Myers concluded that 44 per cent of all plant species and 35 per cent of land
vertebrates live only within the hotspots, which cover 2.1 millions square
kilometres. He argues that invertebrates—which make up 95 per cent of all
species—are similarly concentrated.

Of his 25 hotspots, 15 are tropical rainforests and nine are islands. They
include the tropical Andes mountains, which contains 8 per cent of the world’s
plants, Madagascar, the Atlantic forests of eastern Brazil, the Philippines and
New Caledonia.

Myers first coined the phrase “biodiversity hotspots” in the 1980s to
describe areas with many endemic species and major threats to their ecosystems.
His latest paper has only fuelled the controversy over whether their protection
should be the backbone of conservation efforts.

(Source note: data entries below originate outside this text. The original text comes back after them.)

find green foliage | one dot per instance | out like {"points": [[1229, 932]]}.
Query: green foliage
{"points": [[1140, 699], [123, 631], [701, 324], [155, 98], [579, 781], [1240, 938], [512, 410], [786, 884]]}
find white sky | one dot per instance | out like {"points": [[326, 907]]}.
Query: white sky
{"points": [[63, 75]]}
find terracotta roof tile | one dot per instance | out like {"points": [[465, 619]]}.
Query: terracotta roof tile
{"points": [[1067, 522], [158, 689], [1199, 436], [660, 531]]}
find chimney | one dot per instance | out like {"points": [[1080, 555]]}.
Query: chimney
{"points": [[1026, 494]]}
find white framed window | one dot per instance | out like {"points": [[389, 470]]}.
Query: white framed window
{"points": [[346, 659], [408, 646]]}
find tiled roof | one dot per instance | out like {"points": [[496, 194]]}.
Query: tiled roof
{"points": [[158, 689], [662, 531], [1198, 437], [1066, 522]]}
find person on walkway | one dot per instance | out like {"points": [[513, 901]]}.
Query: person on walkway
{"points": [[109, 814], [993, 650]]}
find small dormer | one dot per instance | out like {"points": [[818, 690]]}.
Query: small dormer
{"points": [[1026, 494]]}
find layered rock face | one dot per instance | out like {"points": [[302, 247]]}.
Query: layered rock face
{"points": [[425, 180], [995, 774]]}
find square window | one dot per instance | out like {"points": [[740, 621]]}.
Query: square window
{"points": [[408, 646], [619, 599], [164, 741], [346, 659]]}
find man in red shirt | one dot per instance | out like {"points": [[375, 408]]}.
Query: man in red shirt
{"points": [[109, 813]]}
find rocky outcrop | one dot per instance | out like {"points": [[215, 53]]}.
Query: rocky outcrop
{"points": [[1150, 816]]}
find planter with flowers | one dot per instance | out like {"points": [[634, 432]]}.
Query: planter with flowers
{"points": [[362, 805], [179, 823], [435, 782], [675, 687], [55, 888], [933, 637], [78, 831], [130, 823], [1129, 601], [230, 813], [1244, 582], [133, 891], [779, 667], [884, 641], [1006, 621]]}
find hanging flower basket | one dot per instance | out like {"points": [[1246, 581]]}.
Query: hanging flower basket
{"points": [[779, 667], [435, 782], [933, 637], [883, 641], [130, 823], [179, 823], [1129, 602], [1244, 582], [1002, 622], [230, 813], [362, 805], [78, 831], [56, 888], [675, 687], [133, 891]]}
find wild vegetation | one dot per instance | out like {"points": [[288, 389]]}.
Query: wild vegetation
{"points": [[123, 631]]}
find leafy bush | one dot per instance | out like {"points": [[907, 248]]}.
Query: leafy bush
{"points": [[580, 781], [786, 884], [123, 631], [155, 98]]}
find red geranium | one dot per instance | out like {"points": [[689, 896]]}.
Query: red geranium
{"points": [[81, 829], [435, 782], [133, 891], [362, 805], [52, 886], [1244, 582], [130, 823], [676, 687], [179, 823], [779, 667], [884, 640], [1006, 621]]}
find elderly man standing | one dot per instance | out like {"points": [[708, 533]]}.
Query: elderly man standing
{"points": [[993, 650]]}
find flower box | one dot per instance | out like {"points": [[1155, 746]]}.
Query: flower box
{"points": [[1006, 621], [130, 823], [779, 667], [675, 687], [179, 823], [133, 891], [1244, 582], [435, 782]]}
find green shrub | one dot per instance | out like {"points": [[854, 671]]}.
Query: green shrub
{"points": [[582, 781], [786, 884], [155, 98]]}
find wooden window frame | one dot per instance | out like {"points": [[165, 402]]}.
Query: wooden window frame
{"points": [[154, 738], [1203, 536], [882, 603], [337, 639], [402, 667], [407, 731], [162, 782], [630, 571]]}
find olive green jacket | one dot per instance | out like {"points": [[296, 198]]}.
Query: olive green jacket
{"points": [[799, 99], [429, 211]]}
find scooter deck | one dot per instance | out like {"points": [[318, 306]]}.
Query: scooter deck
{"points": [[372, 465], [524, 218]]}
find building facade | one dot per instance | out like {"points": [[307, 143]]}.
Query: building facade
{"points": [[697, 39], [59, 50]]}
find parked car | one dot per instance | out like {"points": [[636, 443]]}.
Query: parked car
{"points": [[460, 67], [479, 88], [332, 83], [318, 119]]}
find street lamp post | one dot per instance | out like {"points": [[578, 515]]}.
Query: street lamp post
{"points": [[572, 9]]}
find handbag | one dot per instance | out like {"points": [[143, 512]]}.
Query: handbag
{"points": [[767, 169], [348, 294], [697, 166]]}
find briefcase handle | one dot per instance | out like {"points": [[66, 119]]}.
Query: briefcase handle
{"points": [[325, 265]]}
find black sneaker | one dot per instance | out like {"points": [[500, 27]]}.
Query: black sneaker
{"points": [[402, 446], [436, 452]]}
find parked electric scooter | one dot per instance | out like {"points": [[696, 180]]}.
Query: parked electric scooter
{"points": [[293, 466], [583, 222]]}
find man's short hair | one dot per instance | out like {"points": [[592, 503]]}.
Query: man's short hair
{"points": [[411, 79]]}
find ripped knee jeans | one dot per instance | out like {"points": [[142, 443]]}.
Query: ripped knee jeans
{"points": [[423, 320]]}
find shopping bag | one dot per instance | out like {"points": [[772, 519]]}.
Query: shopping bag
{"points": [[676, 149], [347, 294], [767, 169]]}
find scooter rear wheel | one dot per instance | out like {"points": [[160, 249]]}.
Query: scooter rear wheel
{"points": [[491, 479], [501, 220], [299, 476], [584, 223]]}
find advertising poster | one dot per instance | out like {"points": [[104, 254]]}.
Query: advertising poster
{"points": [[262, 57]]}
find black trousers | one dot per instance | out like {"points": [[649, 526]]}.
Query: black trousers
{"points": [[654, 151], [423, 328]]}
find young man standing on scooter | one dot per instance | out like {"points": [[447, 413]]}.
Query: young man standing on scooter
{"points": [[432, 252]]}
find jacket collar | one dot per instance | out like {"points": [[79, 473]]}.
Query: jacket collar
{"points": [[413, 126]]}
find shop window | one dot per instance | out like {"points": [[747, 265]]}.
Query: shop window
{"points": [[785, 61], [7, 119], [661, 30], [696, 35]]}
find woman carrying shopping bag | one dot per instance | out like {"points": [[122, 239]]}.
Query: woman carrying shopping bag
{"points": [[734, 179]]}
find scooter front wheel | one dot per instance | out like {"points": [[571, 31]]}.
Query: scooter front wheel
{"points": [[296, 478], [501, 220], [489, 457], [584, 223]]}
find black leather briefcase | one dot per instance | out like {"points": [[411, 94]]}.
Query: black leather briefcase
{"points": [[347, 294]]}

He has the backing of Conservation International, a large private charity
that buys up wilderness areas round the world and helped fund Myers’s latest
work. Its president, Russell Mittermeier, is a co-author of the study. The
charity’s website says it has “adopted Myers’s hotspots as the guiding principle
for conservation investment”.

But critics say the approach is scientifically flawed. “You cannot, as he
claims to, predict the richness of one group of species from that of another.
There is often no correlation,” says Whitmore. “Myers is deluding himself if he
thinks he has identified hotspots. We know far too little. Mostly, he has just
identified where people have gone collecting.”

A massive amount of conservation funding has gone on tropical rainforests
because of the hotspot approach. Species living in other habitats, such as
deserts, grassland, tundra and temperate forests have been neglected. That is
why both environmental groups and the World Bank’s Global Environment Facility
have adopted an alternative approach in the 1990s designed to increase the
amount of money spent outside the hotspots, says Whitmore.

This approach identifies and protects the best examples of the widest range
of ecosystems. According to Andrew Lee, deputy director of programmes for the
Worldwide Fund for Nature in Britain, says: “We want to save species from all
types of ecosystems, not those that happen to live in hotspots.”